When I wake up he is still sitting next to me on the bed. I ask him what he is doing here, his answer was only
He was worried about me because I was always so absent. Didn't talk to him that I've always been sad since you left.
So he noticed I thought he couldn't stand me anymore. He doesn't want anything more to do with me.
I fall around his neck and have to cry again, he did not let go of me but held me very tight. I calmed down a little and fell asleep again.
The next few days weren't as bad as the days before as my best friend helped me through those days. I could laugh again. Be happy again. Didn't have to cry all the time.
Weeks passed and I was finally able to be really happy again.Having really fun with my friends without it being just pretend fun.
Only some days do I have to think of you when all the memories come out again. There is only one thing I don't have to do anymore because of you I don't have to cry at the thought of you anymore.

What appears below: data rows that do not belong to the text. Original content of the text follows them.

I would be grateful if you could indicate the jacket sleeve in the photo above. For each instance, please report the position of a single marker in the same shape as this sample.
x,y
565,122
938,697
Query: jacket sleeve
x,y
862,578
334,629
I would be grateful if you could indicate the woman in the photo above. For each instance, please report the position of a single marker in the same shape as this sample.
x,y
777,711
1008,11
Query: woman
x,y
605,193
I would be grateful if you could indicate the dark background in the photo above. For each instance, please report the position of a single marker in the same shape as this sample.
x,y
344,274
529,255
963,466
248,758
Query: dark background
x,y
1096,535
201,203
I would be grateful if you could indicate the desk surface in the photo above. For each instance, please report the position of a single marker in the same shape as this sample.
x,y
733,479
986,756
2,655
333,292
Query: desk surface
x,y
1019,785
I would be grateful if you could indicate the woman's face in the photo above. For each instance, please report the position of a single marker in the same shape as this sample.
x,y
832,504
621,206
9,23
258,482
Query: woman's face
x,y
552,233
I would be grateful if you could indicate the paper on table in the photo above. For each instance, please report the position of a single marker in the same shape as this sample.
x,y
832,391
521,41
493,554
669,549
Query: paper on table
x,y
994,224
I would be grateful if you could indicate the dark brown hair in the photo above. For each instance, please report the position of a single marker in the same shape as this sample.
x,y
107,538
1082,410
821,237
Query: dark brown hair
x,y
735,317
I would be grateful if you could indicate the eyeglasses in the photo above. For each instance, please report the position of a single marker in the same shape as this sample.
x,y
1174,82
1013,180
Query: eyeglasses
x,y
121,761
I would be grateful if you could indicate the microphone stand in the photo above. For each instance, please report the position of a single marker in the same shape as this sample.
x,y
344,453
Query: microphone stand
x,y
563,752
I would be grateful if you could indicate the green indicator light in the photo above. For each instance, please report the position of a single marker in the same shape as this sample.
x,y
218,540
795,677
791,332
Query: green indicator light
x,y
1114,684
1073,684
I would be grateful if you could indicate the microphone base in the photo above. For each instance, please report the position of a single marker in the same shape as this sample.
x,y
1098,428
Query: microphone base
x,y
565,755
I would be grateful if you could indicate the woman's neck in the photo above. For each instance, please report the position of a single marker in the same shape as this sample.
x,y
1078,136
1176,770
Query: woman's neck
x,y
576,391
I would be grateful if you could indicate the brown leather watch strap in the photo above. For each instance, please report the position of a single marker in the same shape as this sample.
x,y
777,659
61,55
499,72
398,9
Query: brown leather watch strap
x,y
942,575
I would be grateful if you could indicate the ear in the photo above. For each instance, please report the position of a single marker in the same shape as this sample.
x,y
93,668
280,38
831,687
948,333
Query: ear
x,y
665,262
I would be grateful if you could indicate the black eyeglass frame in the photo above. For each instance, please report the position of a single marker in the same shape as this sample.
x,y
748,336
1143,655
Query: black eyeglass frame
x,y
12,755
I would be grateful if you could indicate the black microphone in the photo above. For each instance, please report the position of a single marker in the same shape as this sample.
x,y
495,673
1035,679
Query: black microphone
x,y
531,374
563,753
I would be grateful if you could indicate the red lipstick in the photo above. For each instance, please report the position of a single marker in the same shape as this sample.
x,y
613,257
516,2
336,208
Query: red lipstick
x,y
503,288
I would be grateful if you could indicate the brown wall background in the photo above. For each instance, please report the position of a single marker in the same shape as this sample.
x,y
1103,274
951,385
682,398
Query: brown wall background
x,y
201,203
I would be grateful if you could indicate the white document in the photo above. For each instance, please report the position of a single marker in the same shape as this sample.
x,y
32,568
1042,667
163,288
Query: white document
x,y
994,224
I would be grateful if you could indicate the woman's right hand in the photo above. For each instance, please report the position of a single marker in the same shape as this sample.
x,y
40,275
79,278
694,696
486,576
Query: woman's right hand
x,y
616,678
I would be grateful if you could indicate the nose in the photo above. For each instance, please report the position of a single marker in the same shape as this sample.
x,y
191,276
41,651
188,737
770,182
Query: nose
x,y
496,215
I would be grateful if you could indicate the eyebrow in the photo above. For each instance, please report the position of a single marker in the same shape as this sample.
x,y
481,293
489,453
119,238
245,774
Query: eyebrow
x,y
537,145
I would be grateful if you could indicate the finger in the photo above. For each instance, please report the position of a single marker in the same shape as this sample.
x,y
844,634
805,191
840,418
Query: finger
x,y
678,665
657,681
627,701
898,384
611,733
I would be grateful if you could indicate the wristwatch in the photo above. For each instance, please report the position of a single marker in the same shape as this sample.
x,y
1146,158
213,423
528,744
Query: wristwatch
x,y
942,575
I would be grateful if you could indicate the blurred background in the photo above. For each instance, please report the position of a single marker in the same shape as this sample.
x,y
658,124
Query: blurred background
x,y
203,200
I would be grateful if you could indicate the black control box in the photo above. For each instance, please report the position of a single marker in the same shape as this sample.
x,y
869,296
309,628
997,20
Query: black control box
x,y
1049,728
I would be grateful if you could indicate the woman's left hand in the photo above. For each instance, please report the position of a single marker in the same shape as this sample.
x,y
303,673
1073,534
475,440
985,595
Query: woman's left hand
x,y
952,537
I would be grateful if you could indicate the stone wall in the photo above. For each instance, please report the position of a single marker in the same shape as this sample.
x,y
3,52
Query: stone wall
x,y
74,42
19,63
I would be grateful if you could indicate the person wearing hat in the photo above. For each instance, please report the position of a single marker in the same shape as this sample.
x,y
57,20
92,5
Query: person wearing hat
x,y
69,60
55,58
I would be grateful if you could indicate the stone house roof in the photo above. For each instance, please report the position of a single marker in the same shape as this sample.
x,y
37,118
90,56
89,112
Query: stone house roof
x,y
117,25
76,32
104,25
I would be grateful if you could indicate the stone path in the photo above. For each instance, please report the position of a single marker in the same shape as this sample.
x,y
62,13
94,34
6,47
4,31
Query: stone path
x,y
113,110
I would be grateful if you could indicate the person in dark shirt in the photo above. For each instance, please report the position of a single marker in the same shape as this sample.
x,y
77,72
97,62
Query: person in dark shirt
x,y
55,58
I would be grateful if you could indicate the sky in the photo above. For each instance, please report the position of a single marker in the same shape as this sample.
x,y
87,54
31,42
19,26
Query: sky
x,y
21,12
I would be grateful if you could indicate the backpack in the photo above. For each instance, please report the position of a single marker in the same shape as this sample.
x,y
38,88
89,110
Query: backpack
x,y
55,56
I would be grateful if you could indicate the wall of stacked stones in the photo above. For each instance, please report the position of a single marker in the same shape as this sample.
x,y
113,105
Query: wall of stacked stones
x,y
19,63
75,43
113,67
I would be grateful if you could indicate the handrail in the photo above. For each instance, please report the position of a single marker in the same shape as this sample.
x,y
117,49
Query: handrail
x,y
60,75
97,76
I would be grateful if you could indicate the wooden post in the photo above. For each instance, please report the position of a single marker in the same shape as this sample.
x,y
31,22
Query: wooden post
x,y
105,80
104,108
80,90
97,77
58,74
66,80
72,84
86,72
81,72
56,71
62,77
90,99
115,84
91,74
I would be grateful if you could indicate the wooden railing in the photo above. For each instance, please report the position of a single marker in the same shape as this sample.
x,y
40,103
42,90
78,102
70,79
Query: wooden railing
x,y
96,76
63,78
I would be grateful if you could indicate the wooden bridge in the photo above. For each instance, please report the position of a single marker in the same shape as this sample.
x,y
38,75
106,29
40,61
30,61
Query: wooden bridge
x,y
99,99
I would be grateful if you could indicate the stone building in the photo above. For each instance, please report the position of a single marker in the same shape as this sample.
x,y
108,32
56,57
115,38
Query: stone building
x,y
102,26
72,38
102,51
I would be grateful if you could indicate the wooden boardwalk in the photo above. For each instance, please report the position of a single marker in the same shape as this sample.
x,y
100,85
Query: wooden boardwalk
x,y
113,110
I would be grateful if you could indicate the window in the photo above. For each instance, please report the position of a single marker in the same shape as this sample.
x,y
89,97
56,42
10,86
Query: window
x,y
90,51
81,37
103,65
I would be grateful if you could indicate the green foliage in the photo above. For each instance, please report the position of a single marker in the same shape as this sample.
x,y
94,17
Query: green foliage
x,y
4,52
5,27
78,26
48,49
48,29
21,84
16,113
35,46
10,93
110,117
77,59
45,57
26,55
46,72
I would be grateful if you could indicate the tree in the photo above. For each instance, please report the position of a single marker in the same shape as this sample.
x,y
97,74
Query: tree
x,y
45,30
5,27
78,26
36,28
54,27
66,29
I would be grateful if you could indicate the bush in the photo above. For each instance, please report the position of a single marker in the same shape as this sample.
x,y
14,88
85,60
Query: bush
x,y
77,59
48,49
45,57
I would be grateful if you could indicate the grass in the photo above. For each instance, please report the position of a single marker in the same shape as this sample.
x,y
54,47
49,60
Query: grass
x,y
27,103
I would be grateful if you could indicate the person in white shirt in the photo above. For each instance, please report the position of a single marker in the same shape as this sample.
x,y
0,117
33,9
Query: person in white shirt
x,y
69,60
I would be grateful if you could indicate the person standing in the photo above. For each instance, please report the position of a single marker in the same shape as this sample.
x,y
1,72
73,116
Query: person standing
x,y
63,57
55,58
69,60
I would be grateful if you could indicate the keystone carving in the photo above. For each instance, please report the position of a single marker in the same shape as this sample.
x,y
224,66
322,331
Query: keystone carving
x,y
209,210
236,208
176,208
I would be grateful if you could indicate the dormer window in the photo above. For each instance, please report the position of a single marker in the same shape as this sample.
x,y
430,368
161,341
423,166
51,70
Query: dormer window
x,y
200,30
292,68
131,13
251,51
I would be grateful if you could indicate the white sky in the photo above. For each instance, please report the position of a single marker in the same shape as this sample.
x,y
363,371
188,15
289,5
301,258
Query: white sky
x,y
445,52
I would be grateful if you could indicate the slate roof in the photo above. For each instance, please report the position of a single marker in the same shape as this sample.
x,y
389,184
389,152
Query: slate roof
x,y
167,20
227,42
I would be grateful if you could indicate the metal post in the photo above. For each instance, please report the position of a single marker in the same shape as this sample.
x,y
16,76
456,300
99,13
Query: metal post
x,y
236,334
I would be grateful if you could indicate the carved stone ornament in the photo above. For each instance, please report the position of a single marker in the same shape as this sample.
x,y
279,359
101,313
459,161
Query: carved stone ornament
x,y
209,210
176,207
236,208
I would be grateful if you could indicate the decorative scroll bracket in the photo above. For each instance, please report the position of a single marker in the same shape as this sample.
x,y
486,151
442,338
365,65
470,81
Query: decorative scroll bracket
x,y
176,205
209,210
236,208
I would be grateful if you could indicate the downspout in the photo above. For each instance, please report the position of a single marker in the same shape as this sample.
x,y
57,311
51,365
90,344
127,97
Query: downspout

It still hurts but this pain is part of being able to forget you at last.
One day I went home and saw a stranger standing in front of my house door.
I went closer and asked who he was, but my breath stopped for a moment. As I looked into your face that slowly turned to me. All the feelings from back then rose in me again, I thought I got over you but I was wrong.
The tears that I never wanted to cry again wrestle down my cheeks. I yell at you what you are doing here but you don't answer me why ..
You came up to me and I tried to break away from the embrace but your grip was too strong so I let myself fall into your arms and had to cry mercilessly again.Again I have to cry because of you, why is it always because of you?
he let go of me, looks deep into my eyes and told me. he was blind he only noticed when I was no longer with him how much he loves me. he felt a deep emptiness in him that could not be described and it grew every day. Until the moment when he decided that he drove to me and could tell me that he had always loved me and only left because he couldn't stand it, seeing me day after day and just didn't dare to tell me.
What an irony I did not dare to tell him and he did not dare to tell me, I always thought he was so stuck and brave because I was wrong. Just because we were too cowardly to confess our love to each other, we both had to suffer until today.
I fell in the neck and kissed him kissed him with joy that he loved me from that day on we were the happiest people there are.
Just because we were both too shy to tell each other we had to suffer, why did it take so long until we could finally be happy together.It took too long but it happened what I always wanted deep inside ...
FINALLY I can be happy with my loved one again.